Richard Carver’s gruelling three-month journey of over 400 miles (650km) on foot, from the prison north of Parma to the allied lines south of the Sangro river, forms the meat of this book written by his son, Tom, a former BBC correspondent. He had to dodge German pursuers, sleep in caves, rely on the hospitality (and courage) of Italian villagers, go hungry for days, sleep rough and trust his home-made compass to get him back to safety. When he was reunited with his stepfather over a year after he had gone missing, Monty’s first words were “Where the hell have you been?”
Yet this book is more than an adventure story: it is also a moving detective story about finding the locals who had helped and a poignant memoir of a taciturn war-hero father. Who would have guessed that the favourite limerick of that flinty, austere field-marshal would have been:
There was an old soldier from Lyme
Who married three wives at a time
When asked why the third
He said, one’s absurd
And bigamy, sir, is a crime.
“Radiate confidence,” Montgomery would tell his staff. “That’s the first duty of a top commander.” Yet it is evident that in private he could feel sadness, loneliness and worry. The letter he wrote his stepson after the death of his wife (and Richard’s mother) is raw in its pain.

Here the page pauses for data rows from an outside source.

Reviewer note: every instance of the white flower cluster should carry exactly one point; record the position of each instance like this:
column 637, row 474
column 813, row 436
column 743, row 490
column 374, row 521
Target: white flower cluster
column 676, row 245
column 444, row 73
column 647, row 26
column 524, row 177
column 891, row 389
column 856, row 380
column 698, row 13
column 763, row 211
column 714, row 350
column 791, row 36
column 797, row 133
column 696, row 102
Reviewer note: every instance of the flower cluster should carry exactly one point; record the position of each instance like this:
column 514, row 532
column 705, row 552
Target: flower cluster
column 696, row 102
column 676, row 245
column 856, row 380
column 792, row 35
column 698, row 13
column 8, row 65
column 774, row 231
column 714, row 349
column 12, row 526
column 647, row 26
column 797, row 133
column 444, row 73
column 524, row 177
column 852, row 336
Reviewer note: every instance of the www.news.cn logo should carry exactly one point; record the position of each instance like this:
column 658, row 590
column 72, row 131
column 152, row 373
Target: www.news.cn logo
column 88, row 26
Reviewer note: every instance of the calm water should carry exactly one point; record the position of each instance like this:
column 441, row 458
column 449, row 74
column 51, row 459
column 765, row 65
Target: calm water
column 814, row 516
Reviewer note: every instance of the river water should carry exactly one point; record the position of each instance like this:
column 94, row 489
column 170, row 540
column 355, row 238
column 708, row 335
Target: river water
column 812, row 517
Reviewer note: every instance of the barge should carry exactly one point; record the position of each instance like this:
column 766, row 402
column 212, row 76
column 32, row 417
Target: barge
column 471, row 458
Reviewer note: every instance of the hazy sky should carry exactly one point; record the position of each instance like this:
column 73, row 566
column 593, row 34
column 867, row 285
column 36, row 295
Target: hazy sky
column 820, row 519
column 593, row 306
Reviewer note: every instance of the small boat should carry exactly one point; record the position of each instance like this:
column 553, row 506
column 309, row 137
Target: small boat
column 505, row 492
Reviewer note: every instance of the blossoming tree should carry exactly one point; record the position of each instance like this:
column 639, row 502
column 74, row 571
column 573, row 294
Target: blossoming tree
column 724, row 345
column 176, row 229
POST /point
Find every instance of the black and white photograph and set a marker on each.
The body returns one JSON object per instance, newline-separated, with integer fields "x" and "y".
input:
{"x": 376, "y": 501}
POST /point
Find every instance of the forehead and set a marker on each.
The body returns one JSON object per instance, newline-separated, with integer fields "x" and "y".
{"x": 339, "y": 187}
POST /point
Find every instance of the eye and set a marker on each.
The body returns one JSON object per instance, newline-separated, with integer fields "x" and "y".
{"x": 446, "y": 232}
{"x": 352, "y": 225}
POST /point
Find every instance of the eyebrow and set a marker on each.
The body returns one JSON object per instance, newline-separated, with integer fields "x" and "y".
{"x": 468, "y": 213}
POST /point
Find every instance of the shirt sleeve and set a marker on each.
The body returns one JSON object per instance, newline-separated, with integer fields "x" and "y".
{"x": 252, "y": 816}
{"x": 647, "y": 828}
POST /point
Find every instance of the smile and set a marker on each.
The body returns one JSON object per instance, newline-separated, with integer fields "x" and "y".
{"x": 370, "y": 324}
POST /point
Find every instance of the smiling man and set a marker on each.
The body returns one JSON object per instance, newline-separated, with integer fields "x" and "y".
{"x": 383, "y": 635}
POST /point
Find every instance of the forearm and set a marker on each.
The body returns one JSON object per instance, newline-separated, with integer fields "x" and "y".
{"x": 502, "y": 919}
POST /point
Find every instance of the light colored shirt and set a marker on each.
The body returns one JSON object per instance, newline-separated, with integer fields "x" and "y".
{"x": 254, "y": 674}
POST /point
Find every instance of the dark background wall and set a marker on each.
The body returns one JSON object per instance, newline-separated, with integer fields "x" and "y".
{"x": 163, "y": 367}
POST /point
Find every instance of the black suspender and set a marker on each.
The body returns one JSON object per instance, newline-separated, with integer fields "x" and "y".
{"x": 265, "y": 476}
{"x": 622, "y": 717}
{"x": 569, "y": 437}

Mr Carver has an arresting turn of phrase. He writes of a fellow prisoner “who had been the last man to make out of the [submarine’s] emergency hatch, leaving his companions to drown in the dark, oily water that sluiced greedily through the opening.” On the next page he notes how: “Occasionally, a prisoner would receive a letter from someone who was dead, like the light from a distant star that has since vanished.” The closest equivalent are the works of Eric Newby, who was held in the same prisoner-of-war camp as Richard Carver had been. Though the book is short, it is wonderfully readable.